|The Life-Changing Magic of Tidying Up, Marie Kondo
Japanese cleaning consultant Marie Kondo takes tidying to a whole new level, promising that if people properly simplify and organize their home once, they’ll never have to do it again. Most methods advocate a room-by-room or little-by-little approach, which doom a person to pick away at piles of stuff forever. Her method with its revolutionary category-by-category system, leads to lasting results. In fact, none of Kondo’s clients have lapsed (and she still has a three-month waiting list).
|Tales from Timp 2014: A Collection of Stories Told at the @014 Timpanogos Storytelling Festival, Timpanogos Storytelling Institute
A collection of the best tales told at the 2014 Timpanogos Storytelling Festival.
|Browsings: A Year of Reading, Collecting, and Living with Books, Michael Dirda
Dirda’s latest volume collects fifty of his witty and wide-ranging reflections on literary journalism, book collecting, and the writers he loves. Reaching from the classics to the postmoderns, his allusions dance from Samuel Johnson, Ralph Waldo Emerson, and M. F. K. Fisher to Marilynne Robinson, Hunter S. Thompson, and David Foster Wallace.
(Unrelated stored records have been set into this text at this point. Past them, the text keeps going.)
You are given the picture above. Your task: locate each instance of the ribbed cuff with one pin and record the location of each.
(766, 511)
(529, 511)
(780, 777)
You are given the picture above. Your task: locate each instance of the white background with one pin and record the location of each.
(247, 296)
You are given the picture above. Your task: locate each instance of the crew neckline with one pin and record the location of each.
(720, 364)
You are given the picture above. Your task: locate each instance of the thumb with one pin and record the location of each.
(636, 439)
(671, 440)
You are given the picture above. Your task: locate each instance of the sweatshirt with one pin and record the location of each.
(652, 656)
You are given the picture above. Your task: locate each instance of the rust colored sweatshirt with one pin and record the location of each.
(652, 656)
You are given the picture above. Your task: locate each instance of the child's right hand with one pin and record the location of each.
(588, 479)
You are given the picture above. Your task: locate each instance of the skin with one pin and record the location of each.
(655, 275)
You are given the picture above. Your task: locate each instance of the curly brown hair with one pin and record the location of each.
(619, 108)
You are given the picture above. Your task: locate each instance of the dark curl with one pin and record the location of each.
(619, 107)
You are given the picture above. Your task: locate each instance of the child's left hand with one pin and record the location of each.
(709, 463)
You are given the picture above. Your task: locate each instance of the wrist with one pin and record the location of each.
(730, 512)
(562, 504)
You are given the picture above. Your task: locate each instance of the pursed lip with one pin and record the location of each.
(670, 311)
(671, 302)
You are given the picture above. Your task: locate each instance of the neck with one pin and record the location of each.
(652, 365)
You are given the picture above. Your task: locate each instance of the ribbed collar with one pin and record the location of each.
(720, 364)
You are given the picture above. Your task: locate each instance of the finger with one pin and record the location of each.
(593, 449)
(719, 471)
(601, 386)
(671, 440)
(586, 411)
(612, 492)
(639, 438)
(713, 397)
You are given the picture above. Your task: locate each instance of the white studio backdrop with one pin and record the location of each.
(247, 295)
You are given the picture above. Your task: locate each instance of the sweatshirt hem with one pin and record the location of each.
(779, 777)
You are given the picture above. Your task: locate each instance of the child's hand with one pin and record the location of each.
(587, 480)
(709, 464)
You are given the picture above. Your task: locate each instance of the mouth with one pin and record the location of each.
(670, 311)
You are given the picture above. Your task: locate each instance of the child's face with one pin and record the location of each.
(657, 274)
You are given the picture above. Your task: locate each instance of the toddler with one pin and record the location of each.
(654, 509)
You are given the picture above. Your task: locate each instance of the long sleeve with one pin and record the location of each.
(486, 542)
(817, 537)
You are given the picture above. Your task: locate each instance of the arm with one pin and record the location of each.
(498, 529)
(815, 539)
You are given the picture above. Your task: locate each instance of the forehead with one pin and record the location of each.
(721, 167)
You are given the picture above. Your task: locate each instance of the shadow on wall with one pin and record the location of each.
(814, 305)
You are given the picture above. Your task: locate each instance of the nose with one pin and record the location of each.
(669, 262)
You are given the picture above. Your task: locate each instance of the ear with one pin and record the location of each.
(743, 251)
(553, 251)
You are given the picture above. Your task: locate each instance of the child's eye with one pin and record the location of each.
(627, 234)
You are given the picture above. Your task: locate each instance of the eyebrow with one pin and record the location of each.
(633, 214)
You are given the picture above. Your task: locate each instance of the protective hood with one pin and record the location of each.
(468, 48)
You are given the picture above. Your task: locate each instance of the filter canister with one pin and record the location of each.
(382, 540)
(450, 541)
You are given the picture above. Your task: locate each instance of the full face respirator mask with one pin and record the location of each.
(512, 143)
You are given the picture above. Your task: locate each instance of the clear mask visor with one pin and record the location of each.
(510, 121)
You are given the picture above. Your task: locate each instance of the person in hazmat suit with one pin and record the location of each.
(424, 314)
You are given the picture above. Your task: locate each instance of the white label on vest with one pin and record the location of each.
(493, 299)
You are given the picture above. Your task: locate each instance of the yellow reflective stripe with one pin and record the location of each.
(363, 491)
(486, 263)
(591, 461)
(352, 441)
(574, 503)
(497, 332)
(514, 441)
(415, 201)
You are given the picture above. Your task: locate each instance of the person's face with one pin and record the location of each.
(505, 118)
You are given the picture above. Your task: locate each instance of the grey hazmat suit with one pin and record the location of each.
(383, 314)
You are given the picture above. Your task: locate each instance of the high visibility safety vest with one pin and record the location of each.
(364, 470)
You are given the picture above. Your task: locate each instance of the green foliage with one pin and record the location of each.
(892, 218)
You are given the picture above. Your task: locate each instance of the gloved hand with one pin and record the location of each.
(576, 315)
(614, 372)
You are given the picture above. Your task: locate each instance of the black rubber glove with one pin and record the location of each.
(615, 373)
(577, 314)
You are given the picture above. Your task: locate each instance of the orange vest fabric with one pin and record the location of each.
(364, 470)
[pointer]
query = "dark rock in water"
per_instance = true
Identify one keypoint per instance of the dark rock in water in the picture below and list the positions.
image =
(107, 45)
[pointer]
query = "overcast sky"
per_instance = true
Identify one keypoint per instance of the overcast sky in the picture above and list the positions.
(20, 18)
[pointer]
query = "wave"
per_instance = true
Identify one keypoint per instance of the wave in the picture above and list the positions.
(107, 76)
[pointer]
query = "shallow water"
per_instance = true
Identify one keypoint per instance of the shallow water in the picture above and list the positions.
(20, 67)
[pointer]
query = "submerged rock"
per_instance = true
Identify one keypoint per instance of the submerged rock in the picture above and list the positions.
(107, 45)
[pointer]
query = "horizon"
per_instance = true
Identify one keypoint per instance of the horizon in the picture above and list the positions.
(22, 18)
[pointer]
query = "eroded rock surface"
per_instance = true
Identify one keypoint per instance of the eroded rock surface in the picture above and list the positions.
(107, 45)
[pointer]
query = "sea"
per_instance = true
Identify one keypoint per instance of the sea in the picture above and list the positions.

Dirda’s topics are equally diverse: literary pets, the lost art of cursive writing, book inscriptions, the pleasures of science fiction conventions, author photographs, novelists in old age, Oberlin College, a year in Marseille, writer’s block, and much more, not to overlook a few rants about Washington life and American culture.
|Career of Evil, Robert Galbraith
When a mysterious package is delivered to Robin Ellacott, she is horrified to discover that it contains a woman’s severed leg. Her boss, private detective Cormoran Strike, is less surprised but no less alarmed. There are four people from his past who he thinks could be responsible–and Strike knows that any one of them is capable of sustained and unspeakable brutality. With the police focusing on the one suspect Strike is increasingly sure is not the perpetrator, he and Robin take matters into their own hands, and delve into the dark and twisted worlds of the other three men. But as more horrendous acts occur, time is running out for the two of them.
|The Murder House, James Patterson
No. 7 Ocean Drive is a gorgeous, multimillion-dollar beachfront estate in the Hamptons, where money and privilege know no bounds. But its beautiful gothic exterior hides a horrific past: it was the scene of a series of depraved killings that have never been solved. Neglected, empty, and rumored to be cursed, it’s known as the Murder House, and locals keep their distance. Detective Jenna Murphy used to consider herself a local, but she hasn’t been back since she was a girl. Trying to escape her troubled past and rehabilitate a career on the rocks, the former New York City cop hardly expects her lush and wealthy surroundings to be a hotbed of grisly depravity.
|Gestapo Mars, Victor Gischler
Carter Sloan is a trained assassin–the best there is, pulled out of cryogenic sleep whenever an assignment demands his skills. So when he’s kept in the deep freeze for 258 years, he’s seriously pissed off. Yet his government needs him, to hunt down the enemy known as the Daughter of the Brass Dragon. The future of the galaxy-spanning Reich depends on it, so Sloan is off–screwing, swearing, and shooting his way across interstellar space.
|Spooks and Saints: Intriguing Ghost Legends of Salt Lake City, Utah, Cherie Davis
Meticulously researched and masterfully retold, Cherie has collaborated with storytellers Kristen Clay and Mark Gollaher to tingle the spine with these ghost legends. Stories in this volume include Jean Baptiste, grave robber at the Salt Lake City Cemetery; the Purple Lady of the Denver Rio Grande Railroad Station; George at the Capitol Theater; and many others both well-known and more obscure.
|The Food Lab: Better Home Cooking Through Science, J. Kenzi Lopez-Alt
As Serious Eats’s culinary nerd-in-residence, J. Kenji López-Alt has pondered how to pan-fry a steak with a charred crust and an interior that’s perfectly medium-rare from edge to edge when you cut into it and more. In this book, Kenji focuses on the science behind beloved American dishes, delving into the interactions between heat, energy, and molecules that create great food. Kenji shows that often, conventional methods don’t work that well, and home cooks can achieve far better results using new–but simple–techniques.
|Find Me Unafraid: Love, Loss, and Hope in an African Slum, Kennedy Odede and Jessica Posner
Find Me Unafraid tells the uncommon love story between two uncommon people whose collaboration sparked a successful movement to transform the lives of vulnerable girls and the urban poor.